Allá Lejos is built as a long-term estate. Winemaking is led by experience; operations are built for continuity. Roles are defined so the project remains consistent across seasons, and across generations.
Fernando Almeda is a Spanish oenologist with a long career in Chile, known for combining technical rigor with curiosity-driven experimentation. He spent years in senior winemaking roles at Miguel Torres Chile (Curicó), helping shape the winery's processes and style before moving into independent consulting and personal projects.

Fernando has completed harvests across Chile, France, Spain, the United States, China, and India, bringing a broad reference point to his work. In Chile, he has been involved in initiatives focused on the rescue and revival of ancestral varieties, including projects connected to VIGNO and early work linked to sparkling wine made from País.
Beyond conventional regions, Fernando has contributed to boundary-focused viticulture in Chile, including places such as Limarí and Osorno, and to work connected to Rapa Nui (Easter Island), including research-driven identification of wild grapevines found there.
At Allá Lejos, his focus is clear: wines with personality that honor landscape first.


Esteban Milović is an agricultural entrepreneur based in Chile Chico with more than 25 years of experience building and operating large-scale agricultural projects across Chile and Southeast Europe.

Prior to Allá Lejos, he developed and operated extensive vineyard and fruit production estates, establishing export channels and long-term infrastructure in remote regions. His work has consistently centered on turning challenging locations into stable agricultural operations through patient development and reinvestment. He later formalized his technical foundation with postgraduate studies in Viticulture and Oenology at UC Davis.
At Allá Lejos, Esteban leads the estate's long timeline: vineyard expansion, operational continuity, and the experience of the place itself.
Fernando and Esteban first collaborated in 2019 through work connected to the INIA/FIA research project. A shared approach emerged quickly: careful observation, low-intervention decisions, and commitment to letting place define style.
Allá Lejos grew from that common language, and from a long-term intention to build a serious estate in Chilean Patagonia.
Together, they do not seek new regions, only places where wine still has something to prove.
Allá Lejos is structured as a family estate designed to endure beyond a single founder or vintage.
Raised on a family farm in Namibia, Svetlana brings lifelong agricultural exposure and operational understanding to the estate. Her early experience within a large-scale fruit and irrigation-based farming environment, combined with later involvement in agricultural operations in Southeast Europe, informs her disciplined approach to financial and structural continuity. Raised in agriculture, Svetlana was an early force behind the family's decision to build a life around farming, and to raise the next generation close to land and seasons. With WSET Level 2 in Wines, she oversees financial administration and ensures that growth remains measured, stable, and aligned with the estate's long-term philosophy.

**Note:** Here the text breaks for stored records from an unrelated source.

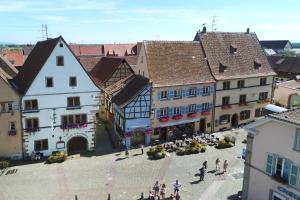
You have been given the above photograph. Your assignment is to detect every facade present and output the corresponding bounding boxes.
[274,80,300,109]
[195,29,276,131]
[13,36,100,157]
[0,68,22,159]
[90,57,134,121]
[135,41,215,140]
[108,75,151,147]
[243,109,300,200]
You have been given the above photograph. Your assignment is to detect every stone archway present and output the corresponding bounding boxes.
[67,136,88,154]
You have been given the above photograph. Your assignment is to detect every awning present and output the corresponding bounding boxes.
[264,104,288,113]
[159,118,200,127]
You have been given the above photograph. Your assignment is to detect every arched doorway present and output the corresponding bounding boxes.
[67,136,88,154]
[231,114,238,128]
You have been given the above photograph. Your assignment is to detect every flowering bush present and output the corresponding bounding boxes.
[47,151,67,163]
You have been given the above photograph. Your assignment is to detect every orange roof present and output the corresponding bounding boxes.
[103,43,137,56]
[0,49,25,67]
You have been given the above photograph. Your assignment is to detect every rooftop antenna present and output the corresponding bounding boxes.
[41,24,48,40]
[212,16,218,31]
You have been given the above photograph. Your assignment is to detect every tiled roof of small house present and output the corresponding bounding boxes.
[269,108,300,126]
[144,41,215,87]
[78,55,103,72]
[268,56,300,75]
[111,74,149,107]
[260,40,291,50]
[0,56,18,78]
[103,44,137,56]
[104,74,134,96]
[195,31,276,80]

Katarina supports long-term positioning, international partnerships, and brand architecture for the estate. With a background in strategic marketing (MSc, Imperial College London) and experience leading multi-million-euro growth initiatives across Europe, she focuses on ensuring that agricultural precision is matched by disciplined market development and international presence. She holds WSET Level 1 in Wines and contributes to shaping how Allá Lejos is positioned for collectors and hospitality partners.

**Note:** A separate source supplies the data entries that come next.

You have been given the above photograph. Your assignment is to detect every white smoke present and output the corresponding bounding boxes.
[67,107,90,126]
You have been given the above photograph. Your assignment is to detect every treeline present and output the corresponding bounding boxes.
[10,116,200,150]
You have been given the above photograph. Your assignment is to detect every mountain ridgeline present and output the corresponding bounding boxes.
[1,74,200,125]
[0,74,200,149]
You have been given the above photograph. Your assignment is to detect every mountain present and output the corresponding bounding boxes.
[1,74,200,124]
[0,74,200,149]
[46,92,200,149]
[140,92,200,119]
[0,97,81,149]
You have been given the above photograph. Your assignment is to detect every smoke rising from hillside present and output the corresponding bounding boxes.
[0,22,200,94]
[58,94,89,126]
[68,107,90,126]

Vera grew up around the estate and its seasons: between continents, agricultural projects, and the kind of long timelines that teach patience. She supports administrative coordination and the practical continuity of day-to-day operations, helping ensure that growth remains organized, responsive, and quietly consistent. Alongside her work on the estate, she is currently studying French, reflecting the international outlook of a project built in Patagonia but meant to speak across borders.